Just look out at the wind in the trees and the clouds (I know you have an eye for them) flying, isn`t the world just BEAUTIFUL?

Reya Mellicker said...

Angela you are always such an inspiration to me. Your life force is brilliant!

Lizzy Frizzfrock said...

I read your Tuesday's post before this one and like your idea of just opening DL's book to a spot rather than reading from cover to cover. Many times we just happen upon 'enlightenment' or have an 'epiphany'; we just have to be still enough/receptive enough to accept it.
I truly believe "happiness is a practice". One must find happiness from within and not look to others to make it happen. Not always, but many times we can choose our prolonged feelings if not our immediate ones.

I suppose both TJ and DL are right. We may need to pursue our understanding of happiness and then practice it.

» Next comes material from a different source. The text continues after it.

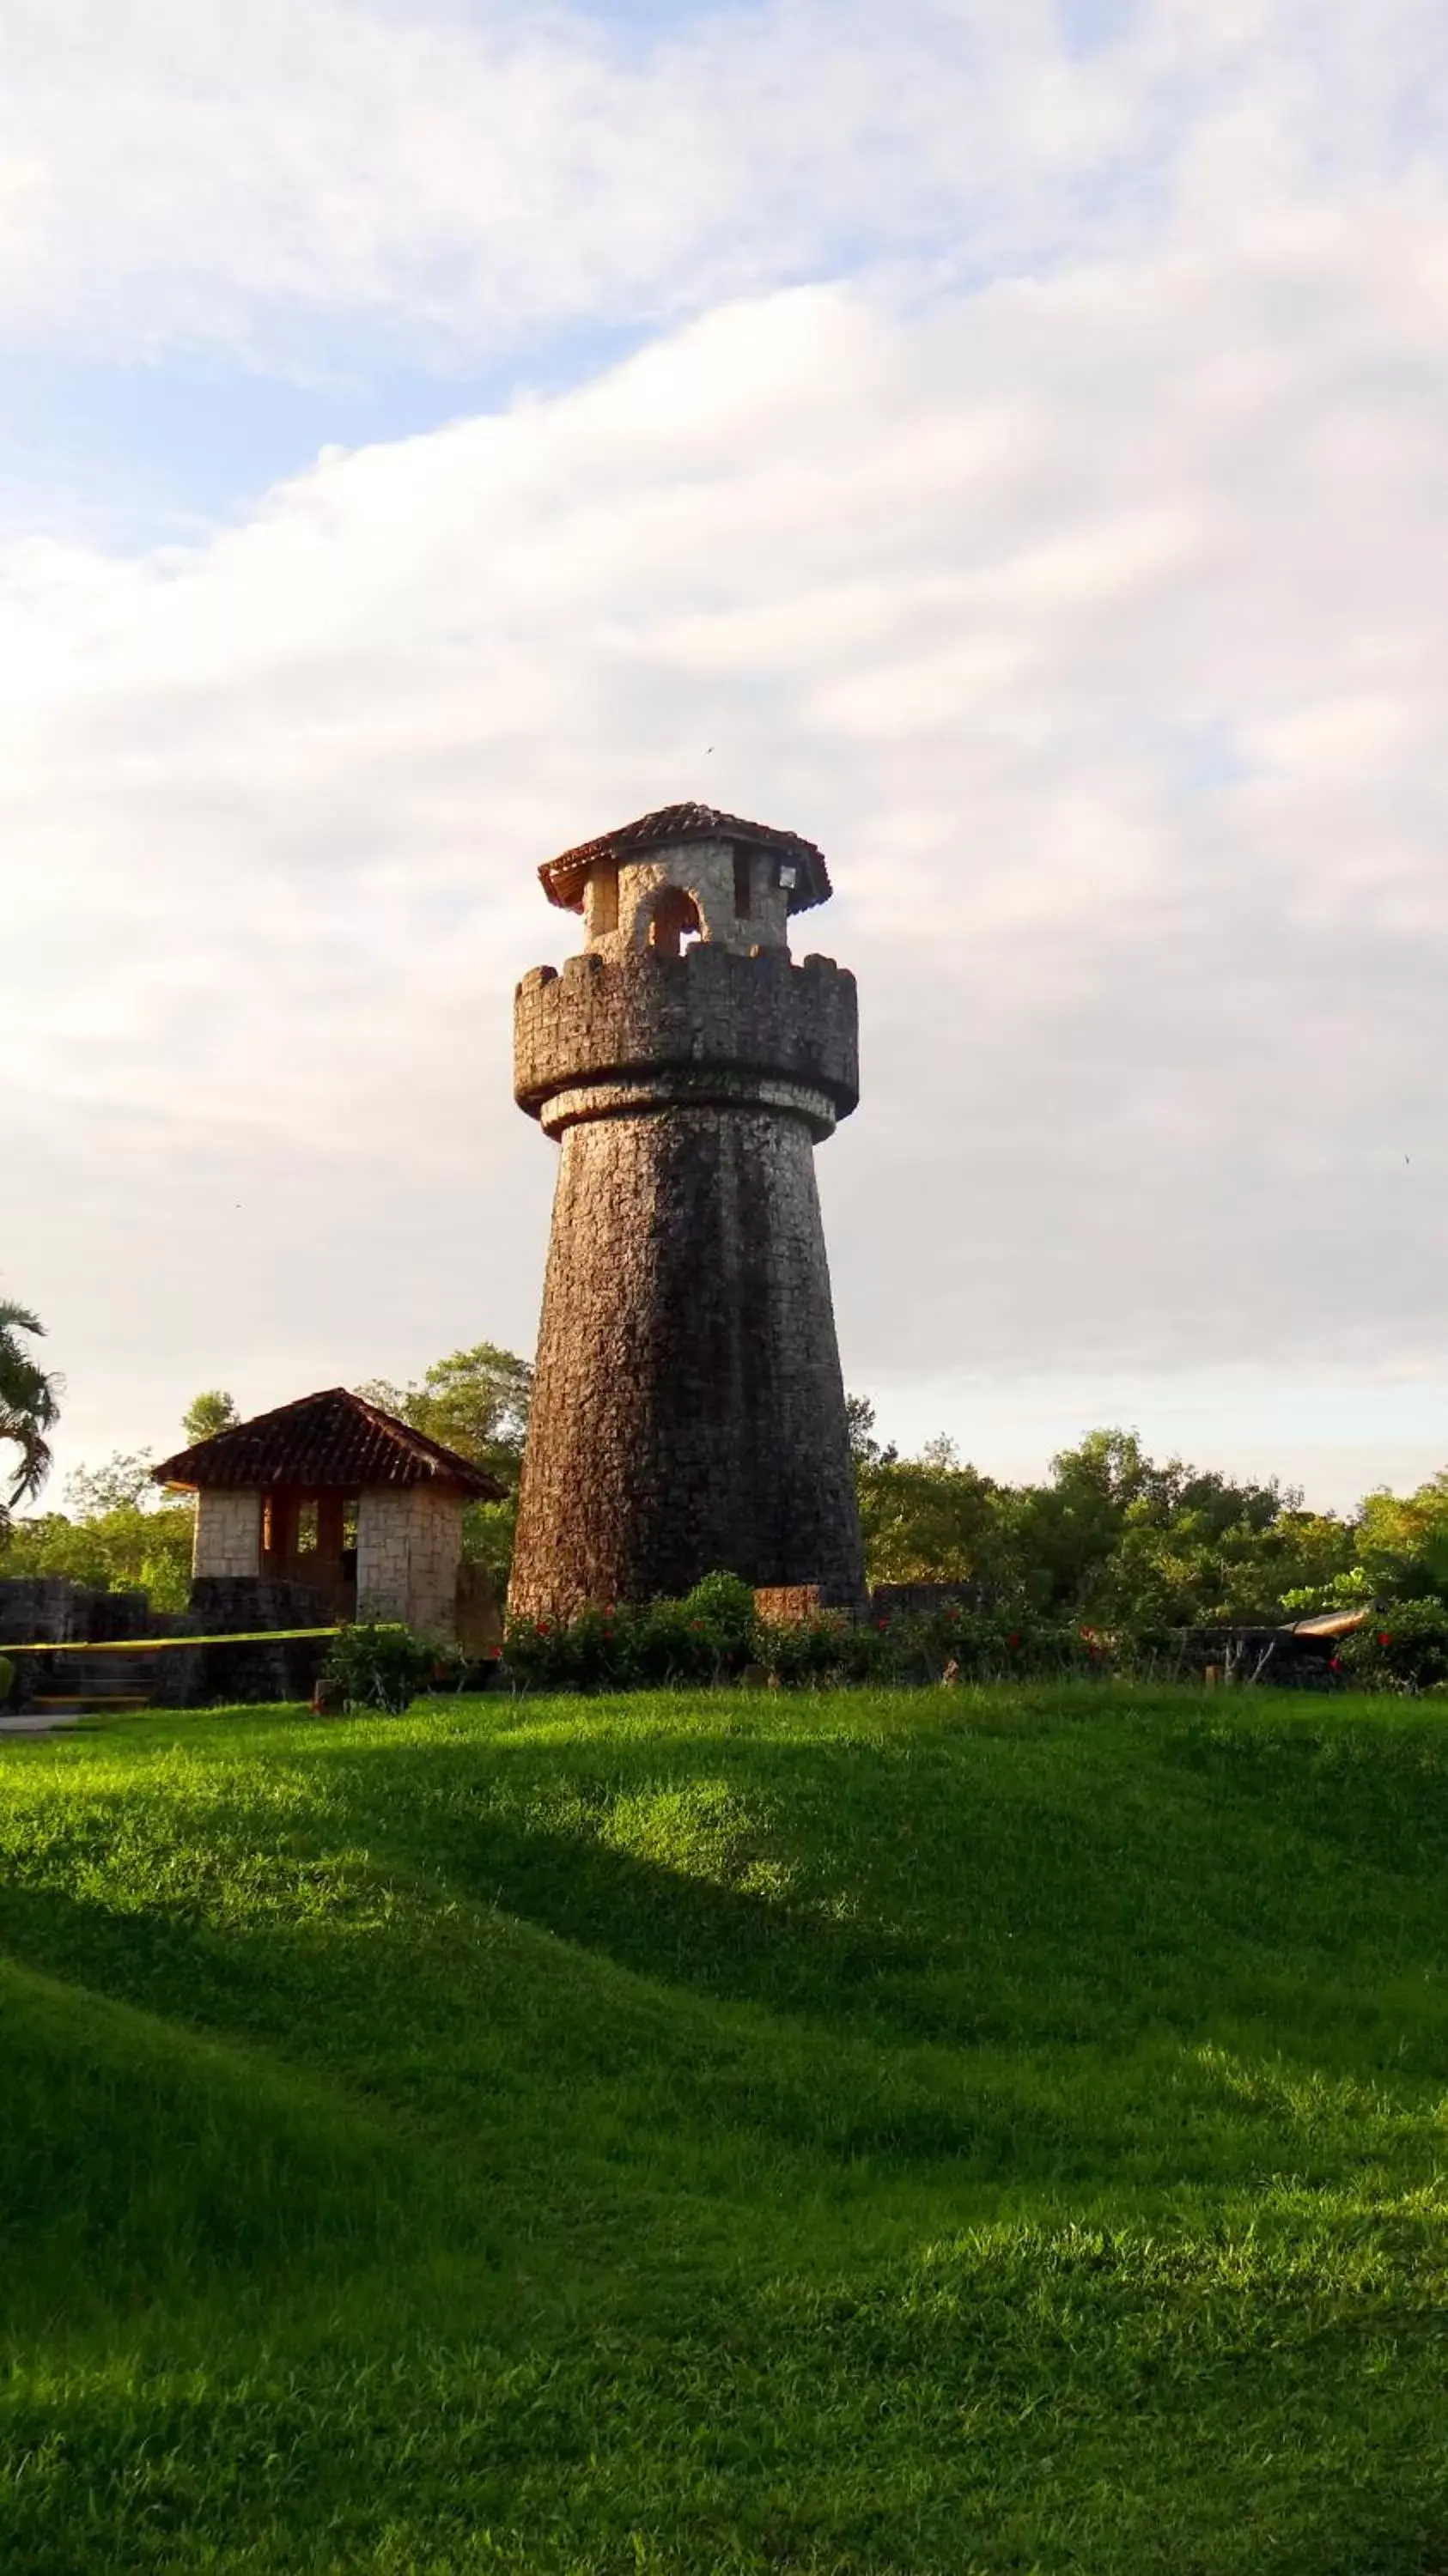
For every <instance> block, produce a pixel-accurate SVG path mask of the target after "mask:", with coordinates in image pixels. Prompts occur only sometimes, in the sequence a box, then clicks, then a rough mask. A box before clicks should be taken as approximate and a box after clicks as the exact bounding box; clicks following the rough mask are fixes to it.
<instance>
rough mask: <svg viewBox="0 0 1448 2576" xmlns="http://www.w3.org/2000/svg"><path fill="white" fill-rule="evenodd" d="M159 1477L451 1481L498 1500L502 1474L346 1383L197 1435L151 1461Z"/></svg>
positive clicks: (233, 1480)
mask: <svg viewBox="0 0 1448 2576" xmlns="http://www.w3.org/2000/svg"><path fill="white" fill-rule="evenodd" d="M152 1476H155V1479H157V1484H191V1486H216V1484H219V1486H258V1489H265V1486H278V1484H296V1486H348V1492H361V1489H363V1486H376V1484H453V1486H464V1492H466V1494H477V1497H482V1499H487V1502H497V1499H500V1494H502V1486H500V1481H497V1476H490V1473H487V1471H484V1468H479V1466H474V1463H472V1458H459V1453H456V1450H448V1448H443V1443H441V1440H428V1435H425V1432H415V1430H412V1425H410V1422H399V1419H397V1414H384V1412H381V1406H376V1404H368V1401H366V1399H363V1396H353V1391H350V1388H348V1386H327V1388H322V1394H319V1396H299V1399H296V1404H278V1406H276V1412H271V1414H255V1417H252V1419H250V1422H234V1425H232V1430H227V1432H216V1435H214V1437H211V1440H198V1443H196V1445H193V1448H188V1450H178V1453H175V1458H165V1461H162V1463H160V1466H155V1468H152Z"/></svg>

It is making choices of practicing happiness over sullenness, letting go of guilt and anger, choosing serenity over chaos. Oh well, I'm no sage.

Kerry said...

That word "pursuit" is a tricky one. It suggests that happiness is elusive, or perhaps something to be hunted down, like an escaped pet or a hunted rabbit. And all the time it is a condition found within oneself, one that you decide to embrace, or not embrace.

My husband once met the Dalai Lama, and indeed he seemed to be happy. Unassuming and happy, nice.